6
votes

I'm setting up a simple Proof of Concept to learn some of the concepts in Google Cloud, specifically PubSub and Dataflow.

I have a PubSub topic greeting

I've created a simple cloud function that sends publishes a message to that topic:

const escapeHtml = require('escape-html');
const { Buffer } = require('safe-buffer');
const { PubSub } = require('@google-cloud/pubsub');

exports.publishGreetingHTTP = async (req, res) => {
    let name = 'no name provided';
    if (req.query && req.query.name) {
        name = escapeHtml(req.query.name);
    } else if (req.body && req.body.name) {
        name = escapeHtml(req.body.name);
    }
    const pubsub = new PubSub();
    const topicName = 'greeting';
    const data = JSON.stringify({ hello: name });
    const dataBuffer = Buffer.from(data);
    const messageId = await pubsub.topic(topicName).publish(dataBuffer);
    res.send(`Message ${messageId} published. name=${name}`);
};

I set up a different cloud function that it triggered by the topic:

const { Buffer } = require('safe-buffer');

exports.subscribeGreetingPubSub = (data) => {
    const pubSubMessage = data;
    const passedData = pubSubMessage.data ? JSON.parse(Buffer.from(pubSubMessage.data, 'base64').toString()) : { error: 'no data' };

    console.log(passedData);
};

This works great and I see it registered as a subscription on the topic.

Now I want to send the use Dataflow to send the data to BigQuery

There appear to be 2 template to accomplish this:

I don't understand the difference between Topic and Subscription in this context.

https://medium.com/google-cloud/new-updates-to-pub-sub-to-bigquery-templates-7844444e6068 sheds a little bit of lights:

Note that a caveat of using subscriptions over topics is that subscriptions are only read once while topics can be read multiple times.
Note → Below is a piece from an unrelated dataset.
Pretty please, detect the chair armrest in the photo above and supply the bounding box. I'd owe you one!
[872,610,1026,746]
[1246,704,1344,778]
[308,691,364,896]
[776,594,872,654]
Therefore a subscription template cannot support multiple concurrent pipelines reading the same subscription.

But I must say I'm still lost to understand the real implications of this.

1

1 Answers

12
votes

If you use the Topic to BigQuery template, Dataflow will create a subscription behind the scenes for you that reads from the specified topic. If you use the Subscription to BigQuery template, you will need to provide your own subscription.

You can use Subscription to BigQuery templates to emulate the behavior of a Topic to BigQuery template by creating multiple subscription-connected BigQuery pipelines reading from the same topic.

For new deployments, using the Subscription to BigQuery template is preferred. If you stop and restart a pipeline using the Topic to BigQuery template, a new subscription will be created, which may cause you to miss some messages that were published while the pipeline was down. The Subscription to BigQuery template doesn't have this disadvantage, since it uses the same subscription even after the pipeline is restarted.